In your opinions I am looking at a Windows XP computer and in the users recent folder I have approx 22 files that all look like the following
ZZZZZZZZZZZZZZ ZZ ZZZZZZZZZZZZZZ
The last accessed times for these files begin at 124521 and go down sequentially for about 7 seconds. This is all after a program called Evidence Nuker was created in the program files folder 5 minutes prior to the last accessed times in the recent folder beginning. Would those ZZZZZZZZZZ indiciate a wipe by the evidence nuker program?
That would be my guess. Set it up and see if it overwrites with "Z" by default.
A very quick and dirty way to check this would be to power the image up in a virtual machine. Load a copy of your forensic software of choice into it, use the 'nuker' program on its current settings on any folder of your choice, and preview the the result in the forensic software, see if the artefacts mirror what you are seeing/expected.
So you can illustrate your point with the fact that "using this software in its current configuration, upon a folder or set of files, results in …….." and compare that with your recent items.
Rich
Agree with Rich, works well.
A similar approach is a phantom device between the suspect drive and the original base unit and run the software accordingly.
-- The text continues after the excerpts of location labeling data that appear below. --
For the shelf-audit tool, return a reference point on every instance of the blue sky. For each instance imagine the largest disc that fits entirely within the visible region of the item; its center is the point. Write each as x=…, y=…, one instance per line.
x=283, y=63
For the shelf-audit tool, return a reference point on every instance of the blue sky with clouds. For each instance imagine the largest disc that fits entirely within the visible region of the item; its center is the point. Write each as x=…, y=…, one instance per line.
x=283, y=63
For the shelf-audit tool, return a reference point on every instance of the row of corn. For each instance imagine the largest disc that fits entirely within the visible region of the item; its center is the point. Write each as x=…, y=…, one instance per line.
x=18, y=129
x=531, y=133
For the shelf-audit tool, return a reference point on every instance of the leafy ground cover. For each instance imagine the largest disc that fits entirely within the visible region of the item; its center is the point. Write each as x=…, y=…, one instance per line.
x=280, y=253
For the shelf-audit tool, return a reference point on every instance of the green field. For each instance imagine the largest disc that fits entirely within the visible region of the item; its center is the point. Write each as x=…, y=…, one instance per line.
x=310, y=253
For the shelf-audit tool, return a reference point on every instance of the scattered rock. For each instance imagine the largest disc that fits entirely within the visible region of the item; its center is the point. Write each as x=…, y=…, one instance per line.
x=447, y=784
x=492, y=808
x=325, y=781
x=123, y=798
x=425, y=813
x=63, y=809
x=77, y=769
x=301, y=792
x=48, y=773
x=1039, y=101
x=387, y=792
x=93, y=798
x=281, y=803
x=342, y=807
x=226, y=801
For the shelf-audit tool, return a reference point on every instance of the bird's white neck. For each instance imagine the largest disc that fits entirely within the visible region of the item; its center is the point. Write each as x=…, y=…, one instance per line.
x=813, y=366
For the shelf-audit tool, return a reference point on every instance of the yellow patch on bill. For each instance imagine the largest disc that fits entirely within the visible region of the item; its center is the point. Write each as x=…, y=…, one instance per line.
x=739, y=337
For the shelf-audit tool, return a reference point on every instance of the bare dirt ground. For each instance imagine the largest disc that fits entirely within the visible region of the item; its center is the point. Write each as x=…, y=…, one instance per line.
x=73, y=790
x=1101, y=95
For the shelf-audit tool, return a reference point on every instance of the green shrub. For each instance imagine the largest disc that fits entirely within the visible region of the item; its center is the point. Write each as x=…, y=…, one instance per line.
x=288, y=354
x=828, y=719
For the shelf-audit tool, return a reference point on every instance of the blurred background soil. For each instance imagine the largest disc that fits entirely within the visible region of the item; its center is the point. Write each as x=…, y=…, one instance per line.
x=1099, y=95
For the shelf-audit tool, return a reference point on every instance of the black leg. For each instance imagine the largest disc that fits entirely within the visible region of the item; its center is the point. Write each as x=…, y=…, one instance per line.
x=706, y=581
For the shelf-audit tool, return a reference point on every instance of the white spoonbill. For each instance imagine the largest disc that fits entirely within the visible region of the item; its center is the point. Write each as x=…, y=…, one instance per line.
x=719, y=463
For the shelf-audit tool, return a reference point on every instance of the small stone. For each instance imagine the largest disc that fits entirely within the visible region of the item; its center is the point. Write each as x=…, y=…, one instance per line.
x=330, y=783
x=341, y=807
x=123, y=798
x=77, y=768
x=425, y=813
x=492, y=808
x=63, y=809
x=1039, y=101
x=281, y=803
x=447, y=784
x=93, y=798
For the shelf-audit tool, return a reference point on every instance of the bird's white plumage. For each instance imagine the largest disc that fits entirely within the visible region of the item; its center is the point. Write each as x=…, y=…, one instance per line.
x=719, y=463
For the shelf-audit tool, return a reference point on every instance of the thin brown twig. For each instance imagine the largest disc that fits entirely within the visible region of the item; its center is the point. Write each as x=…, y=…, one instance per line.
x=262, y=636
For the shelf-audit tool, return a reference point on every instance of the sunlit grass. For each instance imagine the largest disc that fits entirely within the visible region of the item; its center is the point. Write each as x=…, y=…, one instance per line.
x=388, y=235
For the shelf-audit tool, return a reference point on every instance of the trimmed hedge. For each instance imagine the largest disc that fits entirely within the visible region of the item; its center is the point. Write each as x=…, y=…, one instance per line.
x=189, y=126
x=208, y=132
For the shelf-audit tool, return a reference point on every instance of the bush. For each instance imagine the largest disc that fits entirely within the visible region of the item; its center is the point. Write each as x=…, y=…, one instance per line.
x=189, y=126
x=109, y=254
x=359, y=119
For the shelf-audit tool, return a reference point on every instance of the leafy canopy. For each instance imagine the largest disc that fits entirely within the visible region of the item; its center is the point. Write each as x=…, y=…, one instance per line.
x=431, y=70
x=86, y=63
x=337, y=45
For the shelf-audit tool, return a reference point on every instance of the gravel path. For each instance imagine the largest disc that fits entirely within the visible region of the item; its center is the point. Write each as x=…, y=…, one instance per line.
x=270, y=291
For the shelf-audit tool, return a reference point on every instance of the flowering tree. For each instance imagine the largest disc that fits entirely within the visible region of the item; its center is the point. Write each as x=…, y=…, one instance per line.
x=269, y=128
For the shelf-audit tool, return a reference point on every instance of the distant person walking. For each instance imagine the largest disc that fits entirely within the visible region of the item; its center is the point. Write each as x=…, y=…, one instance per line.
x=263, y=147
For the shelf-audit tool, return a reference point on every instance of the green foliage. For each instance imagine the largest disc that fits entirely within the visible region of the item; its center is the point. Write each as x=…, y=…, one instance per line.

It is actually writing to the phantom device not the suspect drive but shows everything in a "live" environment.
Thanks for the replies I am going to attempt this in a virtual environment.
You could also look for prefetch files for that application in the date/time you point out. That would be a strong argument.
I have seen the ZZZZZZZZZZZZZZZZ pattern used by CCleaner when the secure delete option is selected.